Synaptic plasticity is defined as the activity-dependent modification (strengthened or weakened) at preexisting synapses and established as the primary cellular model for learning and memory (Cooke and Bliss, 2006, Neves et al., 2008). There are two prototypic forms of synaptic plasticity: long-term potentiation (LTP) and long-term depression (LTD), both are considered to mediate the cellular process of learning and memory, and are impaired in various rodent models of AD (Li et al., 2009, Ma et al., 2014, Malenka and Bear, 2004, Valdivia et al., 2023, Zimmermann et al., 2020). Compared to investigation of LTP regulation in AD, much fewer studies are reported on AD-related LTD dysregulation and associated molecular signaling mechanisms. One established form of LTD is metabotropic glutamate receptor-dependent LTD (mGluR-LTD), which is usually induced experimentally by selective group 1 mGluR agonists such as DHPG [(RS)-3,5-dihydroxyphenylglycine] (Lüscher and Huber, 2010, Yang et al., 2016a). Dysregulation of mGluR-LTD has been linked to cognitive syndromes associated with various neurological disorders including Fragile X syndrome and AD (Bhattacharya et al., 2012, Huber et al., 2002, Lüscher and Huber, 2010, Valdivia et al., 2023, Yang et al., 2021a). Previous studies also suggest that mGluR might be a potential receptor/co-receptor for amyloid beta (Aβ), the main components of the AD-associated brain pathological plaques (Hu et al., 2014, Um et al., 2013). Besides mGluR-LTD, another established form of LTD is NMDA receptor (NMDAR)-dependent LTD, which is often induced by various protocols of low-frequency stimulation (LFS), as compared to the high-frequency stimulation (HFS) protocol to induce NMDAR-dependent LTP (Malenka and Bear, 2004).
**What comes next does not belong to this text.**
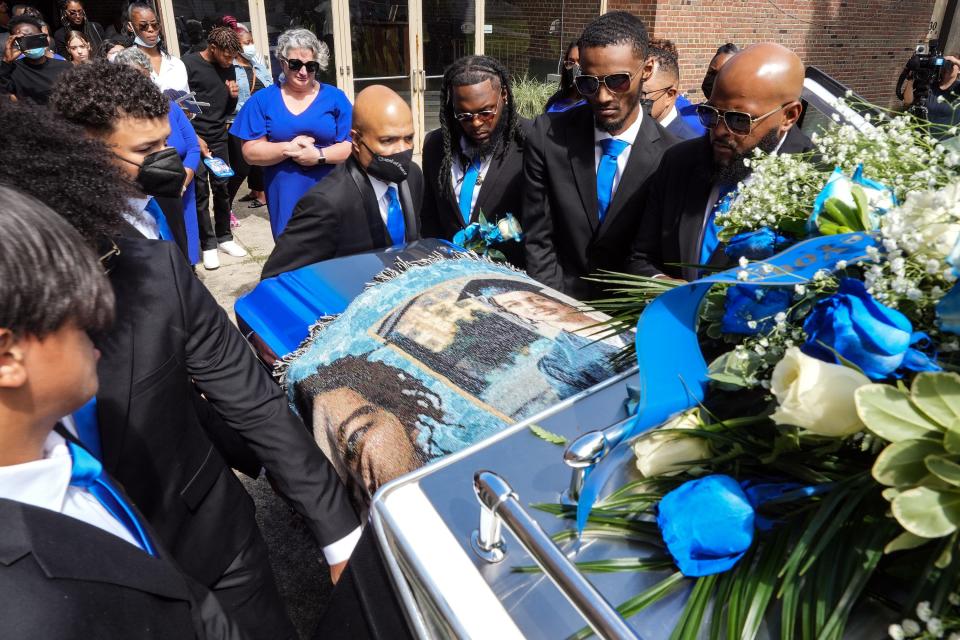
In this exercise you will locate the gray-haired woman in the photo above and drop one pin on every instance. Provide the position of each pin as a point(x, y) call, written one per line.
point(296, 129)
AMP-activated protein kinase (AMPK) is a conserved Ser/Thr kinase that plays a critical role in maintaining cellular energy homeostasis, disruption of which has been linked to multiple neurodegenerative diseases including AD (Lin and Beal, 2006, Ma et al., 2014, Ryu et al., 2019, Zimmermann et al., 2020). Mammalian AMPK consists of catalytic α subunit and regulatory β and γ subunits. The AMPKα subunit has two isoforms (AMPKα1 and AMPKα2), which are encoded by PRKAA1 and PRKAA2 genes that are in chromosome 5 and 1, respectively (Hardie et al., 2012, Steinberg and Hardie, 2023, Steinberg and Kemp, 2009). Our recent studies in mice show isoform-specific roles of AMPKα subunit in regulation of synaptic and cognitive function (Wang et al., 2020, Yang et al., 2021b). Abnormal elevated activities of AMPK, as measured by phosphorylation levels of AMPKα at the Thr172 site, have been observed in brain tissue from AD patients (postmortem) and AD model mice (Ma et al., 2014, Mairet-Coello et al., 2013, Vingtdeux et al., 2011). Furthermore, we have demonstrated that cognitive deficits in aged AD mouse models can be alleviated by genetic suppression of neuronal AMPKα1, but not AMPKα2 (Zimmermann et al., 2020).

Here, taking advantage of the unique mouse models recently generated in our lab, we studied how neuronal inhibition of AMPKα isoforms can affect LTD (both mGluR-LTD and NMDAR-LTD) performance in a mouse model of AD.